Thank Wy~ for the link. is this something I could use and would this be all i need plus batteries? if so the price is very reasonable.

http://www.sunelec.com/index.php?main_page=pv_systems&id=1209&type=OFFG


----------



## gwest (Oct 9, 2008)

You can also try www.wholesalesolar.com for panels,inverters etc.


----------



## wy_white_wolf (Oct 14, 2004)

themamahen said:


> Thank Wy~ for the link. is this something I could use and would this be all i need plus batteries? if so the price is very reasonable.
> 
> http://www.sunelec.com/index.php?main_page=pv_systems&id=1209&type=OFFG


If all you're looking for is to power lighting then that is way to big. It would be the size for a small to med cabin. For just lighting look at there 200-400watt kits.

at minimum for that system you would also need:

Batteries - I wouldn't get the ones they have listed and get them locally. Also try to keep them down to a single string instead of the 2 strings that they are suggesting. (24V @ 450AH) 

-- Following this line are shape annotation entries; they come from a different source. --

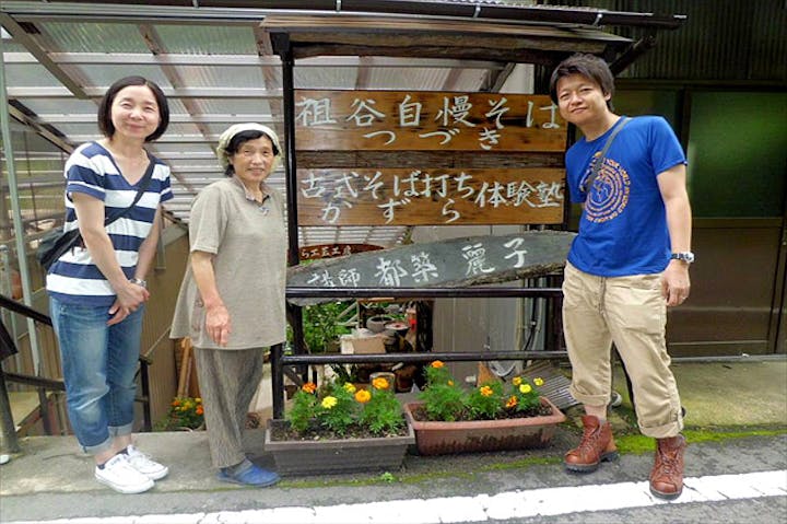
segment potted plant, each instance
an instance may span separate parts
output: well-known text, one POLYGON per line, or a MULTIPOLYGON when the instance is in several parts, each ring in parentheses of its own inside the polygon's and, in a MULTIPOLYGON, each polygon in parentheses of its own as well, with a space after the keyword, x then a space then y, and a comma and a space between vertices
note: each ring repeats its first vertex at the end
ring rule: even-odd
POLYGON ((419 453, 437 455, 481 451, 544 447, 565 420, 539 387, 515 376, 467 391, 456 384, 443 362, 426 368, 426 388, 419 403, 404 405, 415 430, 419 453))
POLYGON ((348 308, 345 302, 328 302, 304 307, 304 341, 312 353, 336 352, 339 336, 350 333, 341 325, 341 314, 348 308))
POLYGON ((280 475, 319 475, 396 469, 414 443, 391 385, 375 379, 369 389, 304 384, 286 420, 268 421, 265 449, 280 475))
POLYGON ((200 397, 175 397, 169 404, 169 412, 164 430, 201 430, 204 429, 204 408, 200 397))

Mounting for the panels - Thin film panels cost higher for mounting because of the size.

Conduit - They supply wiring but not the conduit needed to run from the panels to inside.

Permits - yep, I think even Idaho requires permits for off-grid systems

Someone qualified to install - This I don't know what Idaho's requirements are.

Good luck
WWW


----------